Bottom Bracket & Headset: weird?



Status
Not open for further replies.
J

Jasper Janssen

Guest
My trusty old bike (according to a piece of paper found in either the seat tube or the Head Tube,
built summer '91, but acquired by me much later) recently became not so trusty, and it was
determined that there was no more point in repairing it, certainly not without repainting. So, I've
stripped all the gear off the frame, then the two difficult bits come: Headset & bottom bracket.
When I removed the adjustable cone from the fork, the fork crown cone & the top cup fell off their
respective frame & fork fittings, en the bottom cup came out with very minor manual force. Is this
normal? (I know it's *not* normal that several of the balls in both of the bearings were sliced in
half, literally..)

It looks like a fairly standard headset, much like the ones used on the other bikes I've used &
serviced, english-style threespeeds (though, actually, made in the Netherlands). The cups and cones
all appear to be made of copper, strangely enough, with the possible exception of the actual contact
point with the balls. The frame is a lugless welded (or otherwise joined) steel one.

Is there any point in doing the frame up again with new parts, with regards to the headset thing, or
is this a sign of a severe miss in quality control resulting in play in the headset bearings
resulting in them wearing themselves and the frame enough to be that loose?

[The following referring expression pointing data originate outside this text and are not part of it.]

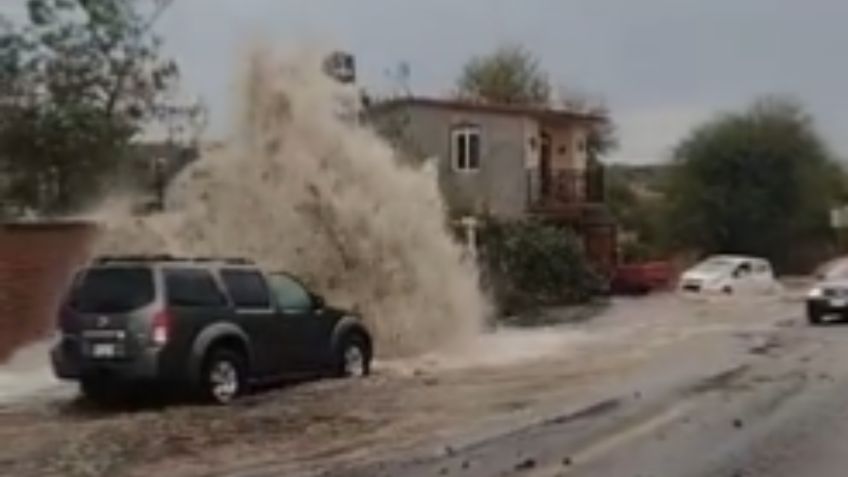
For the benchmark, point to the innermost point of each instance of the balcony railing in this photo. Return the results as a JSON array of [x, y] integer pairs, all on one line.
[[571, 186]]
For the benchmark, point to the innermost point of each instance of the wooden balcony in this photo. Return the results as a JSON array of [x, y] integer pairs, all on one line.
[[567, 194]]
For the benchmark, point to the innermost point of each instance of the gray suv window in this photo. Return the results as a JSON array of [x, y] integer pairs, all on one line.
[[192, 287], [290, 294], [112, 290], [247, 288]]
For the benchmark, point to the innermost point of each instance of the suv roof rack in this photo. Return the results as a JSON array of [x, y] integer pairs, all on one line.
[[171, 258]]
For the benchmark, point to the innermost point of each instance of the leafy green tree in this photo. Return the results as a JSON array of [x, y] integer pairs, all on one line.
[[509, 75], [759, 182], [80, 79], [532, 263]]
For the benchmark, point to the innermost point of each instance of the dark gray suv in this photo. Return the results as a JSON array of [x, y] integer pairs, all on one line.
[[216, 325]]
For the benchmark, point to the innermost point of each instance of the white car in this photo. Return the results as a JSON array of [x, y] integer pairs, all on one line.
[[729, 274]]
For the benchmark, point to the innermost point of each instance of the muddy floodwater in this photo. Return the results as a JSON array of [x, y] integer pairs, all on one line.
[[452, 396]]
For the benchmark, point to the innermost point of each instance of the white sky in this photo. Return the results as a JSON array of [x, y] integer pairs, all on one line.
[[661, 65]]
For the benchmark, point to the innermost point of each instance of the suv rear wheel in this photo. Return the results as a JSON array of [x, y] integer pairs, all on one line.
[[223, 376], [353, 358]]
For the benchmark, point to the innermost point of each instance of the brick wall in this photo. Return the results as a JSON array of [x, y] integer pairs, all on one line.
[[36, 263]]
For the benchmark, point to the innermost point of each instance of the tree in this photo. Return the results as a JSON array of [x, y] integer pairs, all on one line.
[[509, 75], [81, 78], [759, 182], [532, 263]]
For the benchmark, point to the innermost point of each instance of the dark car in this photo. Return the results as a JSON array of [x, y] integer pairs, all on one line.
[[829, 296], [215, 325]]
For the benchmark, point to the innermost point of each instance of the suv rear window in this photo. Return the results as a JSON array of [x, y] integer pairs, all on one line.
[[192, 287], [247, 288], [112, 290]]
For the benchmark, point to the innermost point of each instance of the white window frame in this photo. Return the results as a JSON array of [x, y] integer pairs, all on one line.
[[466, 131]]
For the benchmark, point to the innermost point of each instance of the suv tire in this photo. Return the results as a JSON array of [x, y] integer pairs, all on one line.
[[223, 376], [353, 357]]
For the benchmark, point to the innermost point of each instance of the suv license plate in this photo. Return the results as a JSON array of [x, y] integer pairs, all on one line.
[[103, 350]]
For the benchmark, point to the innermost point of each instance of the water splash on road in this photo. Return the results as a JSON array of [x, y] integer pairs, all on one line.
[[303, 189]]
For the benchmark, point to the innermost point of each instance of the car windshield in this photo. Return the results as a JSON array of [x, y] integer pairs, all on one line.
[[838, 271], [112, 290], [715, 265]]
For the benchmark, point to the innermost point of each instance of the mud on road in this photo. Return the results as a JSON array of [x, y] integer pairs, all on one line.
[[432, 402]]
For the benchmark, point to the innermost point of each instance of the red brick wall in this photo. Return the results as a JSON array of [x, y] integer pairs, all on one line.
[[36, 263]]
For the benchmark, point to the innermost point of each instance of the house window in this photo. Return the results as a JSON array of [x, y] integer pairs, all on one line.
[[465, 148]]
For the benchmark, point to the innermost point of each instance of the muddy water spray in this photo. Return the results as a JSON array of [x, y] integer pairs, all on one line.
[[303, 190]]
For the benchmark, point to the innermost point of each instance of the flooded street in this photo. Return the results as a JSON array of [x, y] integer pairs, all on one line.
[[450, 400]]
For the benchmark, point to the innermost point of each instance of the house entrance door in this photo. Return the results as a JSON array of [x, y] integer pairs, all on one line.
[[545, 172]]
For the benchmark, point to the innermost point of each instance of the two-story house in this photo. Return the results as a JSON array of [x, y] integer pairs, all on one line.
[[508, 162]]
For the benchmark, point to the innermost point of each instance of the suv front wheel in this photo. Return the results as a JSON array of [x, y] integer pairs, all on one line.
[[353, 358], [223, 376]]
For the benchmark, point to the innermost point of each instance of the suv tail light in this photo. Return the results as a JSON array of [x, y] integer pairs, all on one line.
[[161, 327]]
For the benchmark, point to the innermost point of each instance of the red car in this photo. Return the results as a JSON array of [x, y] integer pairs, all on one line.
[[643, 277]]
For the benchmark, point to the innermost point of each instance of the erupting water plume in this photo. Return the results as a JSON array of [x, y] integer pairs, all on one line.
[[303, 189]]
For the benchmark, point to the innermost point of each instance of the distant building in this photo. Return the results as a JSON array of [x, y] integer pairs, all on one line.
[[508, 162]]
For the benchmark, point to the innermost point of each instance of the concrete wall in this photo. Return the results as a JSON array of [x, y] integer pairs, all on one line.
[[568, 146], [500, 186], [36, 263]]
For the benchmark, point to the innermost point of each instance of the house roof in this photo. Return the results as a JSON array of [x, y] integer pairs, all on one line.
[[536, 112]]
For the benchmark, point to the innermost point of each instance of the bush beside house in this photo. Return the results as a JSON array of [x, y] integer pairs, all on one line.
[[529, 263]]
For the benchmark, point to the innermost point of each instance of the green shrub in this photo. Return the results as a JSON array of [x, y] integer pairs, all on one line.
[[530, 263]]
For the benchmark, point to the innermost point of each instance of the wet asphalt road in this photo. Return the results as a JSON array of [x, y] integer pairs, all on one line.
[[765, 398], [657, 386]]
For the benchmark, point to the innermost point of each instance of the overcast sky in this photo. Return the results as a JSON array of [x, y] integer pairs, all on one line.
[[661, 65]]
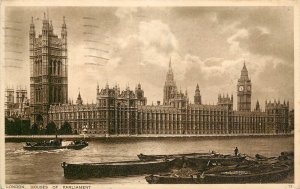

And another thing: the bottom bracket says it's made by ***. This is presumably some kind of
cartridge bearing BB? If I decide to repaint, I'll need to remove that and replace it, or at least
the bearings (it's definitely got pitted bearing surfaces, by the feel of things). The outside of
the BB appears to be formed by two identical plastic covers, which both claim it's standard BSA
thread, and which appear to need a lockring wrench.

Thanks,

Jasper
 
"Jasper Janssen" <[email protected]> wrote in message
news:p[email protected]...
> My trusty old bike (according to a piece of paper found in either the seat tube or the Head Tube,
> built summer '91, but acquired by me much later) recently became not so trusty, and it was
> determined that there was no more point in repairing it, certainly not without repainting. So,
> I've stripped all the gear off the frame, then the two difficult bits come: Headset & bottom
> bracket. When I removed the adjustable cone from the fork, the fork crown cone & the top cup fell
> off their respective frame & fork fittings, en the bottom cup came out with very minor manual
> force. Is this normal? (I know it's *not* normal that several of the balls in both of the bearings
> were sliced in half, literally..)
>
> It looks like a fairly standard headset, much like the ones used on the other bikes I've used &
> serviced, english-style threespeeds (though, actually, made in the Netherlands). The cups and
> cones all appear to be made of copper, strangely enough, with the possible exception of the actual
> contact point with the balls. The frame is a lugless welded (or otherwise joined) steel one.
>
> Is there any point in doing the frame up again with new parts, with regards to the headset thing,
> or is this a sign of a severe miss in quality control resulting in play in the headset bearings
> resulting in them wearing themselves and the frame enough to be that loose?
>
>
> And another thing: the bottom bracket says it's made by ***. This is presumably some kind of
> cartridge bearing BB? If I decide to repaint, I'll need to remove that and replace it, or at least
> the bearings (it's definitely got pitted bearing surfaces, by the feel of things). The outside of
> the BB appears to be formed by two identical plastic covers, which both claim it's standard BSA
> thread, and which appear to need a lockring wrench.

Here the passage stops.